I am astonished at levidolphins accurate description of jizz, ocean syrup! That's perfect! I always forced myself to think it was warmed up V8 in order to swallow-back in the day when that was still a consideration. I wonder how much swallowing occurs in real life, like, not just porno life.

nancy said...
This comment has been removed by the author.
Candice said...

nancy- you have a stronger stomach than me. v8? if i had to drink that, i'd force myself to think it was warmed jizz.

ak said...

...wow cum fueled mayhem, all the while comparing the slapways arms...never dissapointing...guy in ohio....you're on the internet right?? buy the records from the fucking website, oh wait then you might put hot topic out of business, which would make me frown :( or way back when the dinosaurs were around you could put dollars in an evelope (thats right they even encouraged cash in enevlopes because they probably realized that not everyone that listened to punk rock had check books) and mail it to fat wreck...sometimes they even threw in a free poster.
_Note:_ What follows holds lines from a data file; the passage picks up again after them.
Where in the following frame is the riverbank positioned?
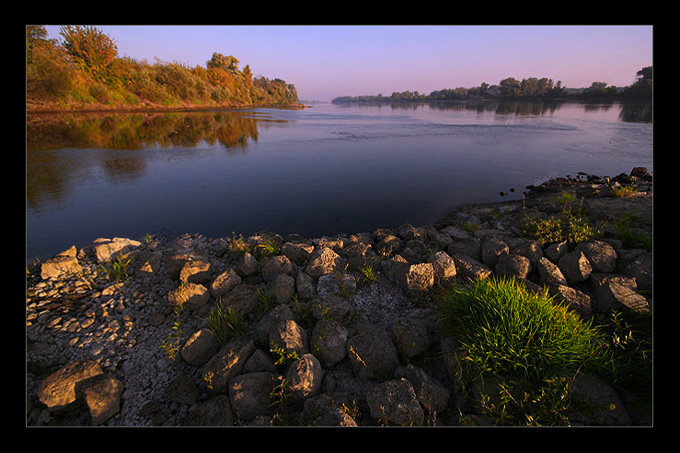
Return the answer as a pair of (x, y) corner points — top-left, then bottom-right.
(26, 168), (653, 426)
(26, 101), (311, 114)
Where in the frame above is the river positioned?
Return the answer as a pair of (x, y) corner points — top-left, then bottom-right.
(26, 102), (653, 260)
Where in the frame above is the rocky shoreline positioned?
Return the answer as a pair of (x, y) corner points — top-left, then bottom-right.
(26, 167), (653, 427)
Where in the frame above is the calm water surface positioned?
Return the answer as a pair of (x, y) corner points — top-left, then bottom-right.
(26, 102), (653, 259)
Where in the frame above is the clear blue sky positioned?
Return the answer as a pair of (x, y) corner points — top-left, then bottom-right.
(46, 24), (653, 100)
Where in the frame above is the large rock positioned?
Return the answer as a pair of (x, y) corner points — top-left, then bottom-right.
(395, 364), (451, 413)
(310, 319), (349, 367)
(229, 372), (278, 421)
(557, 250), (593, 285)
(452, 255), (493, 281)
(76, 374), (123, 426)
(210, 267), (242, 299)
(38, 360), (103, 411)
(496, 254), (531, 278)
(305, 247), (347, 279)
(180, 327), (220, 366)
(427, 251), (456, 286)
(347, 326), (399, 380)
(285, 354), (323, 405)
(390, 316), (432, 358)
(366, 378), (425, 426)
(40, 247), (83, 280)
(183, 395), (234, 426)
(574, 241), (617, 273)
(202, 338), (255, 393)
(397, 263), (434, 295)
(590, 274), (650, 313)
(92, 238), (142, 264)
(260, 255), (293, 283)
(168, 283), (210, 310)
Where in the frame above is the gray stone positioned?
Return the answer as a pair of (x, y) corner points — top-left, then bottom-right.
(310, 319), (349, 367)
(537, 257), (567, 285)
(92, 238), (142, 264)
(390, 316), (432, 358)
(168, 283), (210, 310)
(202, 338), (255, 393)
(38, 360), (103, 412)
(482, 238), (510, 268)
(427, 251), (456, 286)
(76, 374), (123, 426)
(574, 241), (618, 273)
(452, 255), (493, 281)
(184, 395), (234, 426)
(260, 255), (293, 283)
(557, 250), (593, 285)
(366, 378), (425, 426)
(285, 354), (323, 405)
(210, 267), (243, 299)
(495, 254), (531, 278)
(180, 327), (220, 366)
(305, 247), (347, 279)
(347, 327), (399, 380)
(395, 364), (451, 413)
(229, 372), (280, 420)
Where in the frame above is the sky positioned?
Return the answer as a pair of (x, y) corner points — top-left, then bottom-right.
(39, 24), (653, 101)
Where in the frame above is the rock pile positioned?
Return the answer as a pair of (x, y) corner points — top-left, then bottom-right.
(27, 169), (652, 426)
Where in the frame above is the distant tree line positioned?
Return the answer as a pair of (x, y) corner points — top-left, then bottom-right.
(26, 25), (299, 107)
(332, 66), (652, 104)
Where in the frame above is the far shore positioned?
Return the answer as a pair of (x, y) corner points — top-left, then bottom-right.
(26, 102), (311, 114)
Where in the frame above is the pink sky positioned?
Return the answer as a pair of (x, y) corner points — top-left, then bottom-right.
(42, 24), (653, 100)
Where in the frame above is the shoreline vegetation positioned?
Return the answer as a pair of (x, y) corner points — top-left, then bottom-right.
(26, 25), (303, 113)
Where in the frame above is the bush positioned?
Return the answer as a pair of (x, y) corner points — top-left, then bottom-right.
(441, 278), (605, 425)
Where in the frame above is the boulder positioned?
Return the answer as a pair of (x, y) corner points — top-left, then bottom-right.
(210, 267), (242, 299)
(285, 354), (323, 405)
(390, 316), (432, 358)
(229, 372), (280, 421)
(260, 255), (293, 283)
(236, 252), (260, 277)
(268, 319), (309, 356)
(168, 283), (210, 310)
(40, 252), (83, 280)
(304, 247), (347, 279)
(395, 364), (451, 413)
(76, 374), (123, 426)
(309, 319), (349, 367)
(267, 274), (295, 304)
(183, 395), (234, 426)
(590, 274), (650, 313)
(281, 242), (314, 264)
(38, 360), (103, 411)
(92, 238), (142, 264)
(574, 241), (617, 273)
(366, 378), (425, 426)
(202, 338), (255, 393)
(482, 237), (510, 268)
(347, 327), (399, 380)
(427, 251), (456, 286)
(179, 260), (211, 283)
(179, 327), (220, 366)
(536, 257), (567, 285)
(452, 255), (493, 281)
(495, 254), (531, 278)
(557, 250), (593, 285)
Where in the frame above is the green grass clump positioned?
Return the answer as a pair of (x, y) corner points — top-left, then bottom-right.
(206, 301), (250, 344)
(440, 278), (606, 425)
(441, 278), (601, 382)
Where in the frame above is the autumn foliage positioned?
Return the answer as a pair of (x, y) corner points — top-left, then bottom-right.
(26, 26), (298, 109)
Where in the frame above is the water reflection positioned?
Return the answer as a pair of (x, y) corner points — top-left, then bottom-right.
(340, 99), (652, 123)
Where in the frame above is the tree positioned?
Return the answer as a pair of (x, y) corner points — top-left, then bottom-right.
(60, 25), (118, 77)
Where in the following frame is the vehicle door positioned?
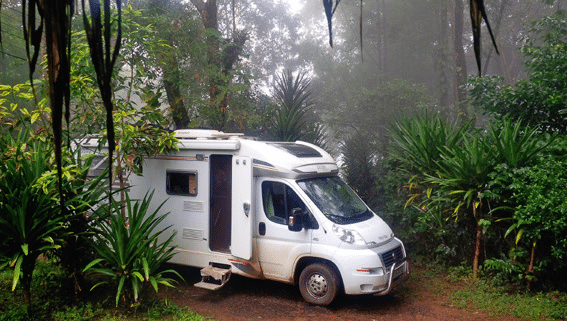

On a more serious note I do have a question. If I buy an album used off of amazon does the band still get roalties? If not I will gladly pay full price because this actually allows bands to continue to exist and play in your crappy town....oh and i'm listening to a great record (strange anxiety by zoinks!) I suddenly have the urge to cum all over myself....smooches

Luke said...

I'm pretty sure (at least in Australia) that the band doesn't get royalties as they already received them from the original purchase. I'm not totally sure though.